The ciliate Tetrahymena thermophila is a model organism for molecular and cellular biology. Like other ciliates, this species has separate germline and soma functions that are embodied by distinct nuclei within a single cell. The germline-like micronucleus (MIC) has its genome held in reserve for sexual reproduction. The soma-like macronucleus (MAC), which possesses a genome processed from that of the MIC, is the center of gene expression and does not directly contribute DNA to sexual progeny. We report here the shotgun sequencing, assembly, and analysis of the MAC genome of T. thermophila, which is approximately 104 Mb in length and composed of approximately 225 chromosomes. Overall, the gene set is robust, with more than 27,000 predicted protein-coding genes, 15,000 of which have strong matches to genes in other organisms. The functional diversity encoded by these genes is substantial and reflects the complexity of processes required for a free-living, predatory, single-celled organism. This is highlighted by the abundance of lineage-specific duplications of genes with predicted roles in sensing and responding to environmental conditions (e.g., kinases), using diverse resources (e.g., proteases and transporters), and generating structural complexity (e.g., kinesins and dyneins). In contrast to the other lineages of alveolates (apicomplexans and dinoflagellates), no compelling evidence could be found for plastid-derived genes in the genome. UGA, the only T. thermophila stop codon, is used in some genes to encode selenocysteine, thus making this organism the first known with the potential to translate all 64 codons in nuclear genes into amino acids. We present genomic evidence supporting the hypothesis that the excision of DNA from the MIC to generate the MAC specifically targets foreign DNA as a form of genome self-defense. The combination of the genome sequence, the functional diversity encoded therein, and the presence of some pathways missing from other model organisms makes T. thermophila an ideal model for functional genomic studies to address biological, biomedical, and biotechnological questions of fundamental importance.

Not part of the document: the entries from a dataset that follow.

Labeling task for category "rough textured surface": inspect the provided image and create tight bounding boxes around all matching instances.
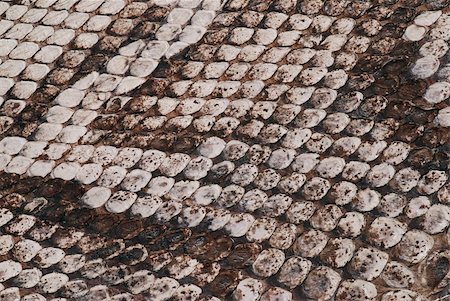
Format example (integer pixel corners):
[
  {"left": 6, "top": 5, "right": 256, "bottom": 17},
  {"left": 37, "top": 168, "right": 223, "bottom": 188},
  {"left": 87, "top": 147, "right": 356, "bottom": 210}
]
[{"left": 0, "top": 0, "right": 450, "bottom": 301}]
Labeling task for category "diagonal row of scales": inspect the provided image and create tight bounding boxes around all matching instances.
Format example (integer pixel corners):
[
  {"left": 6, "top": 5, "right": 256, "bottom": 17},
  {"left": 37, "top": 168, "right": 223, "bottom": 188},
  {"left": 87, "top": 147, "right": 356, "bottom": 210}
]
[{"left": 0, "top": 0, "right": 450, "bottom": 301}]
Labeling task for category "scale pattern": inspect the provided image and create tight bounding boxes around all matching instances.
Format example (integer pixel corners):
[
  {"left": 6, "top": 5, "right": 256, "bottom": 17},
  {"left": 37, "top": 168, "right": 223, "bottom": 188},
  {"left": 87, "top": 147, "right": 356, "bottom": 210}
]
[{"left": 0, "top": 0, "right": 450, "bottom": 301}]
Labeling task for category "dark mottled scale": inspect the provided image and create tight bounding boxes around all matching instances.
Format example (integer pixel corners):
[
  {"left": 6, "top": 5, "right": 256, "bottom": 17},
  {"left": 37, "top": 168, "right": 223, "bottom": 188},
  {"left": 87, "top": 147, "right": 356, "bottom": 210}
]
[
  {"left": 45, "top": 68, "right": 75, "bottom": 86},
  {"left": 173, "top": 136, "right": 201, "bottom": 153},
  {"left": 38, "top": 200, "right": 76, "bottom": 222},
  {"left": 247, "top": 0, "right": 272, "bottom": 12},
  {"left": 184, "top": 234, "right": 215, "bottom": 255},
  {"left": 200, "top": 236, "right": 233, "bottom": 262},
  {"left": 383, "top": 101, "right": 413, "bottom": 120},
  {"left": 323, "top": 0, "right": 350, "bottom": 17},
  {"left": 355, "top": 55, "right": 386, "bottom": 74},
  {"left": 189, "top": 44, "right": 218, "bottom": 61},
  {"left": 345, "top": 73, "right": 375, "bottom": 92},
  {"left": 92, "top": 115, "right": 120, "bottom": 130},
  {"left": 133, "top": 78, "right": 170, "bottom": 98},
  {"left": 137, "top": 225, "right": 167, "bottom": 244},
  {"left": 1, "top": 193, "right": 26, "bottom": 209},
  {"left": 29, "top": 85, "right": 60, "bottom": 104},
  {"left": 383, "top": 58, "right": 410, "bottom": 76},
  {"left": 203, "top": 28, "right": 230, "bottom": 45},
  {"left": 432, "top": 151, "right": 450, "bottom": 170},
  {"left": 119, "top": 248, "right": 145, "bottom": 265},
  {"left": 426, "top": 0, "right": 450, "bottom": 10},
  {"left": 372, "top": 75, "right": 400, "bottom": 96},
  {"left": 420, "top": 127, "right": 450, "bottom": 148},
  {"left": 425, "top": 256, "right": 450, "bottom": 287},
  {"left": 225, "top": 243, "right": 261, "bottom": 268},
  {"left": 96, "top": 36, "right": 126, "bottom": 53},
  {"left": 14, "top": 177, "right": 43, "bottom": 194},
  {"left": 380, "top": 23, "right": 404, "bottom": 39},
  {"left": 346, "top": 0, "right": 373, "bottom": 17},
  {"left": 407, "top": 107, "right": 438, "bottom": 124},
  {"left": 64, "top": 208, "right": 96, "bottom": 228},
  {"left": 398, "top": 80, "right": 428, "bottom": 100},
  {"left": 358, "top": 96, "right": 388, "bottom": 117},
  {"left": 130, "top": 22, "right": 160, "bottom": 39},
  {"left": 142, "top": 5, "right": 172, "bottom": 22},
  {"left": 89, "top": 241, "right": 123, "bottom": 259},
  {"left": 20, "top": 103, "right": 48, "bottom": 121},
  {"left": 390, "top": 7, "right": 417, "bottom": 23},
  {"left": 147, "top": 229, "right": 192, "bottom": 251},
  {"left": 408, "top": 147, "right": 433, "bottom": 168},
  {"left": 88, "top": 214, "right": 120, "bottom": 234},
  {"left": 61, "top": 181, "right": 85, "bottom": 200},
  {"left": 101, "top": 265, "right": 131, "bottom": 284},
  {"left": 206, "top": 270, "right": 240, "bottom": 297},
  {"left": 80, "top": 53, "right": 108, "bottom": 73},
  {"left": 395, "top": 123, "right": 423, "bottom": 143},
  {"left": 35, "top": 179, "right": 64, "bottom": 198},
  {"left": 110, "top": 219, "right": 143, "bottom": 239}
]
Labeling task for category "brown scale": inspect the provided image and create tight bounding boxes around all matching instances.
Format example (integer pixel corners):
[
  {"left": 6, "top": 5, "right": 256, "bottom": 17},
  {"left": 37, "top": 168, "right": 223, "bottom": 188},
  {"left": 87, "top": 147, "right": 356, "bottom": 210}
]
[
  {"left": 119, "top": 2, "right": 148, "bottom": 18},
  {"left": 57, "top": 50, "right": 85, "bottom": 68},
  {"left": 94, "top": 36, "right": 126, "bottom": 53},
  {"left": 45, "top": 68, "right": 75, "bottom": 86},
  {"left": 146, "top": 228, "right": 192, "bottom": 251},
  {"left": 118, "top": 248, "right": 146, "bottom": 265},
  {"left": 390, "top": 7, "right": 417, "bottom": 24},
  {"left": 394, "top": 123, "right": 424, "bottom": 143},
  {"left": 225, "top": 243, "right": 261, "bottom": 269},
  {"left": 346, "top": 0, "right": 373, "bottom": 18},
  {"left": 1, "top": 193, "right": 26, "bottom": 209},
  {"left": 108, "top": 218, "right": 144, "bottom": 239},
  {"left": 420, "top": 127, "right": 450, "bottom": 148},
  {"left": 80, "top": 53, "right": 108, "bottom": 73},
  {"left": 125, "top": 134, "right": 155, "bottom": 149},
  {"left": 63, "top": 208, "right": 98, "bottom": 229},
  {"left": 206, "top": 270, "right": 241, "bottom": 297},
  {"left": 107, "top": 19, "right": 134, "bottom": 36},
  {"left": 142, "top": 5, "right": 172, "bottom": 22},
  {"left": 14, "top": 177, "right": 43, "bottom": 194},
  {"left": 184, "top": 233, "right": 212, "bottom": 255},
  {"left": 424, "top": 255, "right": 450, "bottom": 288},
  {"left": 189, "top": 44, "right": 218, "bottom": 61},
  {"left": 20, "top": 103, "right": 48, "bottom": 122},
  {"left": 91, "top": 115, "right": 120, "bottom": 130},
  {"left": 344, "top": 73, "right": 375, "bottom": 92},
  {"left": 0, "top": 118, "right": 13, "bottom": 136},
  {"left": 203, "top": 27, "right": 230, "bottom": 45},
  {"left": 372, "top": 74, "right": 400, "bottom": 96},
  {"left": 137, "top": 224, "right": 167, "bottom": 244},
  {"left": 358, "top": 96, "right": 388, "bottom": 118},
  {"left": 89, "top": 240, "right": 123, "bottom": 259},
  {"left": 408, "top": 147, "right": 433, "bottom": 168},
  {"left": 354, "top": 55, "right": 387, "bottom": 74},
  {"left": 130, "top": 22, "right": 160, "bottom": 39},
  {"left": 89, "top": 213, "right": 120, "bottom": 235},
  {"left": 407, "top": 107, "right": 438, "bottom": 125},
  {"left": 198, "top": 236, "right": 233, "bottom": 262},
  {"left": 427, "top": 0, "right": 450, "bottom": 10},
  {"left": 38, "top": 200, "right": 76, "bottom": 223},
  {"left": 0, "top": 101, "right": 25, "bottom": 118},
  {"left": 398, "top": 80, "right": 428, "bottom": 100},
  {"left": 383, "top": 100, "right": 413, "bottom": 120},
  {"left": 133, "top": 78, "right": 170, "bottom": 98},
  {"left": 29, "top": 85, "right": 60, "bottom": 104},
  {"left": 247, "top": 0, "right": 273, "bottom": 12},
  {"left": 323, "top": 0, "right": 349, "bottom": 17},
  {"left": 35, "top": 179, "right": 64, "bottom": 198}
]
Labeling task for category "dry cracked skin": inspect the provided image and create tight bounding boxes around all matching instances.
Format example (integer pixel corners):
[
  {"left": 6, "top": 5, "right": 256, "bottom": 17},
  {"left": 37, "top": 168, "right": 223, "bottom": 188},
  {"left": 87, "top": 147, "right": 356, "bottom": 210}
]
[{"left": 0, "top": 0, "right": 450, "bottom": 301}]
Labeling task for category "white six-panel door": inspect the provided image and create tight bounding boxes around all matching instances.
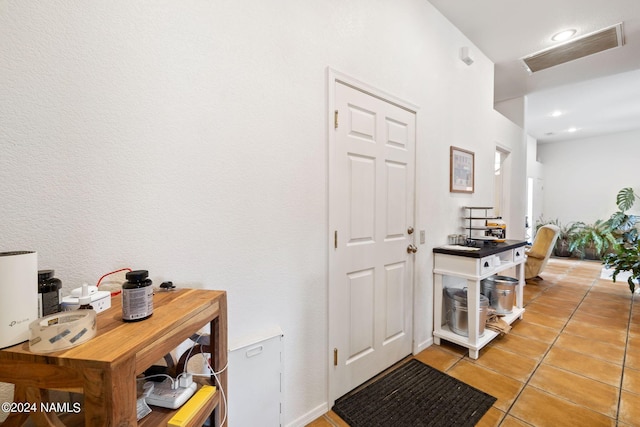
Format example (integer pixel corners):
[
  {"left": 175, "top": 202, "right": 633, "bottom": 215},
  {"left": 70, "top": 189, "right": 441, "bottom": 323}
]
[{"left": 329, "top": 80, "right": 416, "bottom": 401}]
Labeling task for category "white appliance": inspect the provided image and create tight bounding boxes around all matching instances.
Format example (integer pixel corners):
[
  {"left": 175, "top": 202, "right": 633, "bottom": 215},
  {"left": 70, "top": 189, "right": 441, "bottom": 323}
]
[{"left": 0, "top": 251, "right": 38, "bottom": 348}]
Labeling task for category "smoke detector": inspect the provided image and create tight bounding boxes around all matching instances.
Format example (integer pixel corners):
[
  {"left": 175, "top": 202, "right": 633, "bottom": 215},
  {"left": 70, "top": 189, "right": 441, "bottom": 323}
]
[{"left": 522, "top": 22, "right": 624, "bottom": 73}]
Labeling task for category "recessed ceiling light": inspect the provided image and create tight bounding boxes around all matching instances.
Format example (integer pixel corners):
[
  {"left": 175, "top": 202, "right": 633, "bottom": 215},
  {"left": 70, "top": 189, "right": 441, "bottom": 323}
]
[{"left": 551, "top": 29, "right": 576, "bottom": 42}]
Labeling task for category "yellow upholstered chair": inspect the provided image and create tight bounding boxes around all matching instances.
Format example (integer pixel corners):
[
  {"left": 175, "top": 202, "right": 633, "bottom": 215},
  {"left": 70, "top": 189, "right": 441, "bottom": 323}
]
[{"left": 524, "top": 224, "right": 560, "bottom": 279}]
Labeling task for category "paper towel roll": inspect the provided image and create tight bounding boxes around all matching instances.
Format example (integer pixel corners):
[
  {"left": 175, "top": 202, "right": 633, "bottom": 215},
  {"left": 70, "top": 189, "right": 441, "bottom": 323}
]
[{"left": 0, "top": 251, "right": 38, "bottom": 348}]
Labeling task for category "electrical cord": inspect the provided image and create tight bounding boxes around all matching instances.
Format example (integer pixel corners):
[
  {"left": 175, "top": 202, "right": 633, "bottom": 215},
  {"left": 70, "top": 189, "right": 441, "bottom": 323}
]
[
  {"left": 178, "top": 334, "right": 229, "bottom": 425},
  {"left": 136, "top": 374, "right": 178, "bottom": 390}
]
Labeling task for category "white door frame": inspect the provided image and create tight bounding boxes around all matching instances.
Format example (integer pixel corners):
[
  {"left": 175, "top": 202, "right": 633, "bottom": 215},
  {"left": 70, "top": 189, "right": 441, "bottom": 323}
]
[{"left": 325, "top": 67, "right": 425, "bottom": 408}]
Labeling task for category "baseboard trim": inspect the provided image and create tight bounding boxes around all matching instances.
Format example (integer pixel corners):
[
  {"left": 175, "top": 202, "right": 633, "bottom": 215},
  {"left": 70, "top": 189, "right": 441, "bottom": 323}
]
[
  {"left": 413, "top": 337, "right": 433, "bottom": 356},
  {"left": 286, "top": 402, "right": 329, "bottom": 427}
]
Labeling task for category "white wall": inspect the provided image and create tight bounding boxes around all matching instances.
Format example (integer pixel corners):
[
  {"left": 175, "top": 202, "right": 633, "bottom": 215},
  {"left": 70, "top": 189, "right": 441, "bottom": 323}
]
[
  {"left": 0, "top": 0, "right": 524, "bottom": 425},
  {"left": 538, "top": 131, "right": 640, "bottom": 224}
]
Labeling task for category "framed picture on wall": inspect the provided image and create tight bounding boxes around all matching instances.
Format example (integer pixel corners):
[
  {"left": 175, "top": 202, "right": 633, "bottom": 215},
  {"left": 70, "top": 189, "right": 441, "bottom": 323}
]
[{"left": 449, "top": 145, "right": 475, "bottom": 193}]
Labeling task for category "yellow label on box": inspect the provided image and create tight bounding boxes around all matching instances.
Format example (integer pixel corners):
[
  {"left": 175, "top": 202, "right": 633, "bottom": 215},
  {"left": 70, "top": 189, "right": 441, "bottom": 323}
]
[{"left": 167, "top": 385, "right": 216, "bottom": 427}]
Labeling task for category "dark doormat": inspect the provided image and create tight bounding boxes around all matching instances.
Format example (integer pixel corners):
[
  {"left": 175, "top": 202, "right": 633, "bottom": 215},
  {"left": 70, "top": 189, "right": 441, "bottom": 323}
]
[{"left": 333, "top": 359, "right": 496, "bottom": 427}]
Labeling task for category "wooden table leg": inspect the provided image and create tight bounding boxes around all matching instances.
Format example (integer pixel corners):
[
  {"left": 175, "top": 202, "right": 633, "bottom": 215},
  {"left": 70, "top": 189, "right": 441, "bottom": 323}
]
[
  {"left": 83, "top": 358, "right": 138, "bottom": 426},
  {"left": 2, "top": 384, "right": 64, "bottom": 427}
]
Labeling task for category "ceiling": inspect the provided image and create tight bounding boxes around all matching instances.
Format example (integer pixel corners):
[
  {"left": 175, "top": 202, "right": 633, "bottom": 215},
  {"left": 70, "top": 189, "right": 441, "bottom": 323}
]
[{"left": 429, "top": 0, "right": 640, "bottom": 143}]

嗜热四膜虫是分子和细胞生物学的模式生物。与其他纤毛虫一样,该物种具有独立的种系和体细胞功能,由单个细胞内不同的细胞核体现。类种系的小核(MIC)保留其基因组用于有性繁殖。体细胞样的大核(MAC)拥有从MIC基因组加工而来的基因组,是基因表达的中心,不直接为有性后代贡献DNA。我们在此报告嗜热四膜虫MAC基因组的鸟枪法测序、组装和分析,其长度约为104 Mb,由约225条染色体组成。总体而言,基因集强大,有超过27000个预测的蛋白质编码基因,其中15000个与其他生物的基因有强匹配。这些基因编码的功能多样性丰富,反映了自由生活、捕食性单细胞生物所需过程的复杂性。在感知和响应环境条件(如激酶)、利用多种资源(如蛋白酶和转运蛋白)以及产生结构复杂性(如驱动蛋白和动力蛋白)方面具有预测作用的基因大量的谱系特异性重复突出了这一点。与其他顶复门(顶复体虫和甲藻)谱系不同,在基因组中未发现有力证据证明存在质体衍生基因。UGA是嗜热四膜虫唯一的终止密码子,在一些基因中用于编码硒代半胱氨酸,因此使该生物成为已知的首个有可能将核基因中的所有64个密码子都翻译成氨基酸的生物。我们提供了基因组证据支持以下假设:从MIC切除DNA以产生MAC时会特异性靶向外来DNA作为基因组自我防御的一种形式。基因组序列、其中编码的功能多样性以及其他模式生物中缺失的一些途径的存在,使得嗜热四膜虫成为解决具有根本重要性的生物学、生物医学和生物技术问题的功能基因组学研究的理想模式生物。